Here’s how: “Investor protection provisions” in the agreements actually give foreign companies the right to challenge U.S. environmental and labor laws if they deem them to be somehow costing them money. The United States then has the delightful option of changing its law or paying millions or billions in compensation to foreign companies … just for obeying our laws like American companies do.  

Previous free trade agreements have included similar provisions, and governments have already shelled out $350 million, with billions more pending in cases affecting the United States. Critics, such as Public Citizen’s Todd Tucker, believe that the investor provisions in these free trade deals are even worse, and the bailouts for foreign companies could reach the billions.  In addition to the monetary cost, these provisions have a chilling effect on legislation: before changing our laws, we’ll now not only have to assess the effect not only on our own economy and environment, but also the cost to overseas operations of foreign companies as well.

We’ve had experience with this type of provision in previous trade deals, and it’s not pretty: just this past month, the World Trade Organization issued a ruling that says notorious Mexican fishing operations must be given “dolphin-safe” labels on their tuna fish — even though these operations routinely kill dolphins (Mexico’s fleet actually seeks out dolphins to cast their nets knowing that they frequently swim near tuna). Just so it’s clear, the United States isn’t banning import of dolphin-dangerous tuna — we just insist that tuna fish labeled “dolphin-safe” doesn’t actually involve killing dolphins.

Of cours, adorable marine mammals won’t be the only victims. Job-hungry Americans will bear the brunt of these deals as well. The Korea FTA alone will add a net $13.9 billion to our annual trade deficit with South Korea and cost 159,000 jobs, according to a study by the Economic Policy Institute. That’s a giant anvil of unemployment around the neck of the economy: when we do start to dig out of the recession, it will take that much more growth just to get back to where we are today.

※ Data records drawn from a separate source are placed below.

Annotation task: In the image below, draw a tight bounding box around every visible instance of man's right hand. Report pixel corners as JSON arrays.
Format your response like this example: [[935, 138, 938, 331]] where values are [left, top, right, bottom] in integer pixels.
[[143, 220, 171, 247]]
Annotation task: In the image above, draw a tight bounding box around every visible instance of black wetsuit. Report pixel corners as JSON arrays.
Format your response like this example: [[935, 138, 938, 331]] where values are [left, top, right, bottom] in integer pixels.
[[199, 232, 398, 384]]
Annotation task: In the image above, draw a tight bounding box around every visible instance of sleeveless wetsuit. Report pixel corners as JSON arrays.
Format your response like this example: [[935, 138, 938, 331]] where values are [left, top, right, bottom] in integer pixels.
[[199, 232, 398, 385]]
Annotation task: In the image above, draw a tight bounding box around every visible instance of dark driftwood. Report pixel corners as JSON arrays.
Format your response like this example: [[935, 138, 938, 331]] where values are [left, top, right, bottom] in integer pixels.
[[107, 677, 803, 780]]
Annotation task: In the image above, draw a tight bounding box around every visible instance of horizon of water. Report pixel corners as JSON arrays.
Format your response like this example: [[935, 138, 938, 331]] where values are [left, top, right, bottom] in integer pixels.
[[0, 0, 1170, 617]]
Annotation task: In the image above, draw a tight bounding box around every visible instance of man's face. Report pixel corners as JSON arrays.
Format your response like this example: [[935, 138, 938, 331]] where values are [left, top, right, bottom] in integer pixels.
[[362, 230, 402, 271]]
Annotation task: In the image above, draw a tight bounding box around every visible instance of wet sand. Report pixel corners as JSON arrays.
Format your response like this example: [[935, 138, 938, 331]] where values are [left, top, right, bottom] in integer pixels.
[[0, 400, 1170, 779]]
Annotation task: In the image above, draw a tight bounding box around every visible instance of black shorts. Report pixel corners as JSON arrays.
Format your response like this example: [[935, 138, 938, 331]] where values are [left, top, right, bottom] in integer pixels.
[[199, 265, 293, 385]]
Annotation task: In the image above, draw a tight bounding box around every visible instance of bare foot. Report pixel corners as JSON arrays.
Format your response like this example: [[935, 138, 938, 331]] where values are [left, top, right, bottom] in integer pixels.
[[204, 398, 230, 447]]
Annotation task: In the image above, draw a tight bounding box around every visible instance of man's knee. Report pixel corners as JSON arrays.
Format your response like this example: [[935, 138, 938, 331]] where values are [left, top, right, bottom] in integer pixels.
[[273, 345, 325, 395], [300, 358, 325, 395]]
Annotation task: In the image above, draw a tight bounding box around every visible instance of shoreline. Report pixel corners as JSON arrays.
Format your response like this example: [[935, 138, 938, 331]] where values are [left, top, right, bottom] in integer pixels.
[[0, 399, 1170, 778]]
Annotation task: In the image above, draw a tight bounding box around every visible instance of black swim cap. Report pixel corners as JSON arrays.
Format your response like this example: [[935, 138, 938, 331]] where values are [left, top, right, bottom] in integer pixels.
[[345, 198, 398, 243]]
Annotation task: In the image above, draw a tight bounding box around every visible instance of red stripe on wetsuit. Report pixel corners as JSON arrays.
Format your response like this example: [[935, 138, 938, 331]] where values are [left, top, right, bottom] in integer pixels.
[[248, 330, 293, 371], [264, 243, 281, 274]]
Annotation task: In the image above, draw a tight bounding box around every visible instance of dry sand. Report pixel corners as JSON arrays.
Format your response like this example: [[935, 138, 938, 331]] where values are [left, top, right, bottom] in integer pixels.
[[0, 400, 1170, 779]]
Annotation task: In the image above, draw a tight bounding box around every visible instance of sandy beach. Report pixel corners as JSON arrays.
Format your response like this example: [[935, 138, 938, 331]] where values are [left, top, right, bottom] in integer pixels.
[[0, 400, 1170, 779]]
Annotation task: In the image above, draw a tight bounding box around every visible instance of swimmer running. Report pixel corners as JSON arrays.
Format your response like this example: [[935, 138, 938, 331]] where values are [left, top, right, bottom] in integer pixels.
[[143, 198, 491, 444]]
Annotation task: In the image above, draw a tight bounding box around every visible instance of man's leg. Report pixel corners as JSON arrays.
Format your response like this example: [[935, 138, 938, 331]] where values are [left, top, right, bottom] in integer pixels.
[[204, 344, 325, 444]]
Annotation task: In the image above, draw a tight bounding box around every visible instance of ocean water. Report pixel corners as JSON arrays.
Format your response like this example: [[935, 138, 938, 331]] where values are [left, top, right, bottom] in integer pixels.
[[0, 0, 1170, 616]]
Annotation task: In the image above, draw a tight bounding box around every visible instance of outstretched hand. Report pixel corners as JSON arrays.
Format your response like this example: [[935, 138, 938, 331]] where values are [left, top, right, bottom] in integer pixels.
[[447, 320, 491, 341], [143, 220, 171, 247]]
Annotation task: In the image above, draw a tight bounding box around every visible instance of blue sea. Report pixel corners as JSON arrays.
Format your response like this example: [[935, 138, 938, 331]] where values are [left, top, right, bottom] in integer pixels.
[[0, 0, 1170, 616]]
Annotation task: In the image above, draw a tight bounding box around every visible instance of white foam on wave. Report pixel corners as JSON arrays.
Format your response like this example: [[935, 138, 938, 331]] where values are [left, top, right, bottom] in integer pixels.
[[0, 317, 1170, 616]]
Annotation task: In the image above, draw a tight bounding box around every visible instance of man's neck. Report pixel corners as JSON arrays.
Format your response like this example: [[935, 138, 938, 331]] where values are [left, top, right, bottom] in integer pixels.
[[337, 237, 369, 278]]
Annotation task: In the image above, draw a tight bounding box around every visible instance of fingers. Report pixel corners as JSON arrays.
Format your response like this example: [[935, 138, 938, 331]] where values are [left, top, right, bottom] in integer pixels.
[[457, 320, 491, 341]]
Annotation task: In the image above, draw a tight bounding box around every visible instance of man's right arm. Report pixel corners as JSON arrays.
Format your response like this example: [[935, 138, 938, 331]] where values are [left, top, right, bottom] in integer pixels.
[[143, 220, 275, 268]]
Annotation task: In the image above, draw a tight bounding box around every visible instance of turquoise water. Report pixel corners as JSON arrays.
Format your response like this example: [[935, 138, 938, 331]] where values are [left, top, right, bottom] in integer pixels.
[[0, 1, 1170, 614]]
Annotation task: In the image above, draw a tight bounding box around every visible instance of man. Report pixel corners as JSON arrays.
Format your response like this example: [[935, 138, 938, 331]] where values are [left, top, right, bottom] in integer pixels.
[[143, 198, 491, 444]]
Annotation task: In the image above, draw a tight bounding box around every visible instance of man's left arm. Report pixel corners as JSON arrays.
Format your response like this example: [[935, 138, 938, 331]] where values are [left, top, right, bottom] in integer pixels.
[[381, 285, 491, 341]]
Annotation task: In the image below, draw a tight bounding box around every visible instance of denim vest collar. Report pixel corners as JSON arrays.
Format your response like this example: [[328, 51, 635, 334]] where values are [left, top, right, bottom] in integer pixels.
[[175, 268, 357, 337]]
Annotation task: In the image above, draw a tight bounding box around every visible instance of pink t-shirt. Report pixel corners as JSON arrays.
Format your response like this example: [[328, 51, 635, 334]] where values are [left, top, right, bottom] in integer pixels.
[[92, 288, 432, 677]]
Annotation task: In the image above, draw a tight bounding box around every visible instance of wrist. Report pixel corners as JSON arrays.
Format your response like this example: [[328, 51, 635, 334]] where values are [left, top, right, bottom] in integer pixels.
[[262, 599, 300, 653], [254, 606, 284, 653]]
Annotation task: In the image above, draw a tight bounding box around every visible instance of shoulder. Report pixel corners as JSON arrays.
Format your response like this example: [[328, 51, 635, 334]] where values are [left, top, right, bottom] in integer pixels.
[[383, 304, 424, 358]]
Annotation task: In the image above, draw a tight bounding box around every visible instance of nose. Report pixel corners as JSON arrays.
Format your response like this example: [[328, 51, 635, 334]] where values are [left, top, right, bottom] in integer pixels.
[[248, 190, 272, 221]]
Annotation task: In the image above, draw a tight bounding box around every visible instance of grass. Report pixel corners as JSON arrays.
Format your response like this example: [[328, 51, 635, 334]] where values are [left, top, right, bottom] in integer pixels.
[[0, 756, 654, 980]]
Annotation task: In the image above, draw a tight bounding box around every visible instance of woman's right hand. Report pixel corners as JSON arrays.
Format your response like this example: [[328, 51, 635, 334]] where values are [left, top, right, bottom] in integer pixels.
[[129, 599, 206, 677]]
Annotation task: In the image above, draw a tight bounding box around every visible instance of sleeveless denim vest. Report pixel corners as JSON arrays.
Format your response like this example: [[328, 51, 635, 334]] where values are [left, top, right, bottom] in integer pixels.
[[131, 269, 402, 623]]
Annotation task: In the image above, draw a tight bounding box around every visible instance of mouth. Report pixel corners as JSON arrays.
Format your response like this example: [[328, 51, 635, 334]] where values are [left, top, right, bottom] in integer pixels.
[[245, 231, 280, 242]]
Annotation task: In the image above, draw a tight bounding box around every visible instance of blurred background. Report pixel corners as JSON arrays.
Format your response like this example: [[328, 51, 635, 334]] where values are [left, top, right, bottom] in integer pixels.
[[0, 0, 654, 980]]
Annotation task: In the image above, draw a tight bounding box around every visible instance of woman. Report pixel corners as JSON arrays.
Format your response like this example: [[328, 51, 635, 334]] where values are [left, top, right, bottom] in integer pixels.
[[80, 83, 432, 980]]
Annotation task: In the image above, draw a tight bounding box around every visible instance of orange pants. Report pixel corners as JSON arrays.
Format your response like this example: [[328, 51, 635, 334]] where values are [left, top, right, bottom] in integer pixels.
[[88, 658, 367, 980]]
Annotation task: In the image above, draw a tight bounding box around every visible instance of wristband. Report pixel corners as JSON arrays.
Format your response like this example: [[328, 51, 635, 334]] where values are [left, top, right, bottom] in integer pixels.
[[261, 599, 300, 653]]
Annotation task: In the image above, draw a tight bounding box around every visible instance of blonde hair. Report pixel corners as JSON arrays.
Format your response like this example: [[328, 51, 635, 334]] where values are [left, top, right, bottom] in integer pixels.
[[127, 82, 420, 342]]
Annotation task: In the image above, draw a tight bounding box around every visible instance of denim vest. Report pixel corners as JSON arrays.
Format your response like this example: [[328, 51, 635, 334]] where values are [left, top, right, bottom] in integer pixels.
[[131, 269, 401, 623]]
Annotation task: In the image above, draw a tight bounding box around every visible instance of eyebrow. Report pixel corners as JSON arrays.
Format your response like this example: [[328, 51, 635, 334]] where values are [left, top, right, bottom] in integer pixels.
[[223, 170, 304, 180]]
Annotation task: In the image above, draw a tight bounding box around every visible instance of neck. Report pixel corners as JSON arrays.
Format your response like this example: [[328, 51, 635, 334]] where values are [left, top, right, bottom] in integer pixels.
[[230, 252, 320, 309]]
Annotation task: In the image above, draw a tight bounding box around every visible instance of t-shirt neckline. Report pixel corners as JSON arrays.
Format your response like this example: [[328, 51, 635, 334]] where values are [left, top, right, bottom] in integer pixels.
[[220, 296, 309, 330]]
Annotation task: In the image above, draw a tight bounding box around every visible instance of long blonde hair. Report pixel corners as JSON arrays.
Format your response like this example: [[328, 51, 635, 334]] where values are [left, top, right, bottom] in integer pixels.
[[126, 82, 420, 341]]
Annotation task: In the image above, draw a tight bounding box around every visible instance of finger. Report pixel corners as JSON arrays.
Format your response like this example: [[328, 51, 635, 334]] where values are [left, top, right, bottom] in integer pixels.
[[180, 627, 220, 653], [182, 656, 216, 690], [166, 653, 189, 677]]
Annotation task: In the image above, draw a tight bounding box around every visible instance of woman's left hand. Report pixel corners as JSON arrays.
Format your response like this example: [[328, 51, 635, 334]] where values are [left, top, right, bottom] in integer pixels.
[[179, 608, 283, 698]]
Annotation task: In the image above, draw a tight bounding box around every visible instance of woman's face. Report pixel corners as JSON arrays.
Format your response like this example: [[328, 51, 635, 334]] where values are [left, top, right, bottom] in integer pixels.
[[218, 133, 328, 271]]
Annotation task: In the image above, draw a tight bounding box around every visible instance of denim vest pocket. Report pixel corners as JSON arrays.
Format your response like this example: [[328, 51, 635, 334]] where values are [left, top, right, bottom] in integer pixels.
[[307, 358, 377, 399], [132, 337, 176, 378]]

The Panama deal rounds out the greed train with its own investor provisions. The country is one of the most notorious offshore tax havens. Under the agreement, investors will be able to challenge U.S. efforts to crack down on this type of shenanigans — a huge sop to the very Wall Street financial institutions that are the direct target of the Occupy movement.

As bad as the trade deals are, they could have at least represented a strategic opportunity to pass the President’s jobs bill, which is supported by many of the same groups that bitterly oppose the free trade agreements. Obama could cut a deal with Republicans: he only submits the trade agreements on condition that Republicans pass the jobs package, thus compensating for at least some of the employment losses expected to occur under the trade deals.

Of course, that’s not going to happen. Obama’s not exactly the guy you want walking into a car dealership with you. As I wrote in a tragic-accurate 2007 article about his failure to bargain as a senator on the Peru trade agreement that forecast his inability to haggle his way out of a paper bag of debt ceiling, Obama is “the world’s worst negotiator.”

Obama also seems to have a highly evolved capacity to divide his own party in two: while a majority are expected to oppose the deals, the pro-trade New Democrat caucus is expected to back it, giving Republicans and the White House the votes they need to force the agreements through.

Let’s be clear what this is: President Obama’s substantive response to the Occupy Wall Street protests is to push Wall Street’s free trade agreements. Of course, he’s adopted anti-greed rhetoric (or at least anti-ATM fee rhetoric), but when it comes to what his administration pushes in the corridors of power, it’s the same old Wall Street agenda. Indeed, he may be trying to jam the trade agreements through Congress before the Occupy Wall Street movement grows to a size at which politicians get chary of defying their calls for economic and environmental justice.

This is a real test for Occupy Wall Street, the first direct challenge from the White House to a broad swathe of their constituencies. Whether or not they meet the challenge will send a signal whether these protests are really just a giant, exciting outlet for pent up rage, or a movement that understands power and can transform our country.